Ahora bien, esta idea del karma se extiende a las «otras vidas» que haya tenido una persona, de forma tal que aquellas cosas, buenas o malas, que una persona experimente durante su vida en el momento actual, pueden haber quedado establecidas como consecuencia de lo que haya hecho en vidas anteriores, asumiendo que esta vida es en realidad una de las tantas reencarnaciones que ha tenido el individuo. Este concepto de reencarnar o renacer no es aceptado por la religión católica, que tiene como una de sus bases dogmáticas a la resurrección en el plano espiritual, mas no admite que el alma, espíritu o mente (la esencia del ser humano) pase varias veces por este mundo, en épocas y cuerpos diferentes. Sin embargo es común que muchas personas hablen del «karma» como algo que los persigue, de manera inevitable, y que es la causa de todo (o casi todo) lo que le ocurre, sobre todo si son cosas malas.
La difusión de la Ley del Karma en Occidente se da en dos momentos diferentes de la historia: el primero corresponde a la antigüedad, cuando se establece una escuela de budismo en una de las ciudades del Medio Oriente fundadas por el conquistador griego Alejandro Magno, aproximadamente en el siglo IV antes de Cristo. Centurias después, en los siglos XIX y XX de nuestra era, la cultura popular occidental fue ampliamente permeable a doctrinas espirituales y religiosas que provenían del mundo islámico, árabe, indio y chino, producto de las largas colonizaciones francesas y británicas en estos territorios (en el África también se habla de la reencarnación como elemento fundamental de la creencia espiritual). De esta forma, conceptos y prácticas como el zen, el yoga, el hinduismo, la meditación trascendental, el sexo tántrico y, por supuesto, el karma, pasaron a formar parte del vocabulario habitual en diversos sectores sociales y artísticos, lo cual facilitó su expansión, aunque de formas bastante más superficiales que las verdaderas.
El vocablo «karma» proviene de «kri» que significa «acción» o «hacer» pero en la religión budista, por ejemplo, el karma no se limita a la acción física sino que además incluye los pensamientos y las palabras, de forma tal que todo aquello que una persona hace, dice o piensa queda registrado en la gran memoria cósmica que, finalmente, se reflejará de forma inevitable en las siguientes vidas. Si una persona fue «muy buena» durante sus vidas pasadas tendrá vidas futuras marcadas por el bienestar, aun cuando no se esfuerce mucho por alcanzarlo. Si por el contrario, una persona fue «muy mala» en sus vidas previas, la Ley del Karma se manifestará con una vida presente infeliz, también al margen de lo que esa persona esté haciendo en el momento actual. Estos conceptos se cruzan con dogmas de moral y ética, pero también con la suerte, buena o mala, que en este caso se justifican por aquello que uno hizo, pensó o dijo, incluso antes de haber nacido.

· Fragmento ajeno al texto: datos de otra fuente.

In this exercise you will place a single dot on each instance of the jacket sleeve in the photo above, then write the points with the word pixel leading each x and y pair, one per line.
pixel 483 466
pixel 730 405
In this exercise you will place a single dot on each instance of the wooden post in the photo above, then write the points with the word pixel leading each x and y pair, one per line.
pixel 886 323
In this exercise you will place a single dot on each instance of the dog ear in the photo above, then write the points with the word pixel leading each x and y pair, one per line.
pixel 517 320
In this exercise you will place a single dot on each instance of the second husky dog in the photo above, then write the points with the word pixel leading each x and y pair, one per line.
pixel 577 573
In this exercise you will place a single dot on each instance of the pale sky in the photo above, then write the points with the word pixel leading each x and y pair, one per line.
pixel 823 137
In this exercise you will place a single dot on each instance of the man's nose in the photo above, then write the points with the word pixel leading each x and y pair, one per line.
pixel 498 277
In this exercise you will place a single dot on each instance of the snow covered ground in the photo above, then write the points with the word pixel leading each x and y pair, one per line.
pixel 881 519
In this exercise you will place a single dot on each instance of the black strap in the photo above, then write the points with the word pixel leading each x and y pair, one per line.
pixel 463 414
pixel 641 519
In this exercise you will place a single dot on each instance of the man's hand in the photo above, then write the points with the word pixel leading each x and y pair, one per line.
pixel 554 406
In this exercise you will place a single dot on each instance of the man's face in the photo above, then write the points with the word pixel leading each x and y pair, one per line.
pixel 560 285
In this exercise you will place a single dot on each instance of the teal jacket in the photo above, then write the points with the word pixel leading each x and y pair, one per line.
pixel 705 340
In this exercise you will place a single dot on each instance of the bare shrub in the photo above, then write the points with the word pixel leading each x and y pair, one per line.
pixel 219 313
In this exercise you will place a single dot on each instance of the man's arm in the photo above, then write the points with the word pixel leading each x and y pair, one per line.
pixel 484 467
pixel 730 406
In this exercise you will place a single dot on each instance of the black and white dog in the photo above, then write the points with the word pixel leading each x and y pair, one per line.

Sin embargo, la Ley del Karma también admite la posibilidad de que este destino, que no es más que la acumulación de todo lo vivido en vidas anteriores, no sea inexorable. Y propone para superar sus consecuencias una profunda dedicación a la vida espiritual, la práctica esforzada y escrupulosa de todo aquello que redefina al individuo como merecedor del cambio cósmico. Esto, en términos occidentales es casi imposible pues todo lo que significa la realización de esfuerzos, todo lo que sea realmente trabajoso (superación intelectual, crecimiento espiritual, desapego de lo material, interés por cuestiones profundas en lugar de fascinación por lo superficial) no es del agrado del ciudadano occidental promedio, salvo honrosas y minoritarias excepciones.